To begin working with data in StreamLab, the first thing you need to do is to connect to a streaming data source. The kind of data source will depend on your system's needs, but might include log files, network feeds, Kafka topics, and so on.

Stream Processing Task

In the following exercise, we will capture data from a streaming log file and use this data to identify buses that exceed the speed limit in the Sydney area. Because this data is streaming, speeders will be identified in real time. We will derive this data by connecting to a simulated streaming log file located on your local machine. In this case, the log file records messages sent out by buses in Sydney, Australia.

To begin, you need to start StreamLab and webAgent. If you are running Guavus SQLstream in a Docker container or other virtual machine, you can do so from the Guavus SQLstream Cover Page. If you are running Guavus SQLstream on Linux on a regular install, you can start both StreamLab and the streaming data source manually.

  1. Go to http://localhost and click the On/Off switch to the right of webAgent is not Running to start webAgent.
  2. Next, click the On/Off switch to the right of StreamLab is not Running to start webAgent.
  3. To start the sample streaming data source. On the cover page, scroll down to Sydney Buses is Running and click the On/Off switch to start streaming data. Data streams to /tmp/buses.log.

This file features data in the following categories:

Column Type Definition
id DOUBLE Identification number for the bus.
reported_at TIMESTAMP Time location was reported.
shift_no DOUBLE Shift number for the bus's driver.
driver_no DOUBLE Driver identification for number.
prescribed VARCHAR(4096) The direction on the motorway (into Sydney or out of Sydney).
highway DOUBLE Highway number
gps VARCHAR GPS information with latitude, longitude, and bearing in JSON format.

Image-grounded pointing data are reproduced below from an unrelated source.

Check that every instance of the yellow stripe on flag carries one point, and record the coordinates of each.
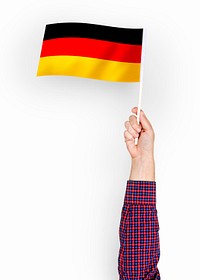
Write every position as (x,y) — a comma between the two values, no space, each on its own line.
(88,67)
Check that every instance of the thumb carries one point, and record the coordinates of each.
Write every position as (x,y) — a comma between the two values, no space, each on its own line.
(146,125)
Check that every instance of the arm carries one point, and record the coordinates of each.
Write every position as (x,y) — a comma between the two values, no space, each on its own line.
(139,228)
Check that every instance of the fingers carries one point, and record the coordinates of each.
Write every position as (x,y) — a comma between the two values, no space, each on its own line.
(132,128)
(146,125)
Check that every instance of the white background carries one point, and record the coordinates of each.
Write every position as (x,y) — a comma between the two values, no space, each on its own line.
(63,159)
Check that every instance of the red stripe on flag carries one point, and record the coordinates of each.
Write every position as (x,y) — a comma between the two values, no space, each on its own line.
(87,47)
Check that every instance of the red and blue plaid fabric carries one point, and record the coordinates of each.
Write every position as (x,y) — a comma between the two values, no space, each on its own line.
(139,251)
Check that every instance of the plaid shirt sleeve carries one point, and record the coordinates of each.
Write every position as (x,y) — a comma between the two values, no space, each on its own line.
(139,251)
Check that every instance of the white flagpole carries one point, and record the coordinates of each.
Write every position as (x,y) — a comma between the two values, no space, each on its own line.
(141,80)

You will use StreamLab to capture information from this file.

Launch StreamLab by entering localhost:5590 in your browser. We recommend Chrome on Windows, Safari on Mac, and Chromium on Linux.

If you're running in a virtual machine, use the browser in your host OS for the best performance.

Creating a New Project in StreamLab

  1. After StreamLab loads, click Projects in the top menu. The StreamLab menu lets you switch between StreamLab projects and dashboards. It is available in the upper right corner of StreamLab.
  2. Enter "buses" for the name of the project and click Create to create the new project.
  3. Click Start. A help page opens. Click Show this help page so that this page won't be shown again.
  4. Dismiss the help page.
  5. Click Sources. StreamLab sources are external streams (files, Kafka topics, network sockets, AMQP messsage buses, and so on), external tables (RDBMS sources), s-Server streams, and public data. They capture data from sensors, message buses, network feeds, applications, databases, and other sources. You can parse local log files--files reachable from s-Server--through StreamLab. See StreamLab sources for more details.
  6. With your mouse, click and drag External Stream to the right to drop it in the dotted box.
  7. Click the source you just added to configure it.
  8. Enter:

    • Directory: /tmp
    • Filename Pattern: buses.log. The filename pattern is a regular expression that can match multiple files. Here you want "buses.log" exactly. In Java regular expressions, a period--"."--means "all characters." As a result, you need to preface the period with a backslash, which tells StreamLab that you mean a period.
  9. Click Discover Format and click Start in the window that opens. Discover Format should return XML as format.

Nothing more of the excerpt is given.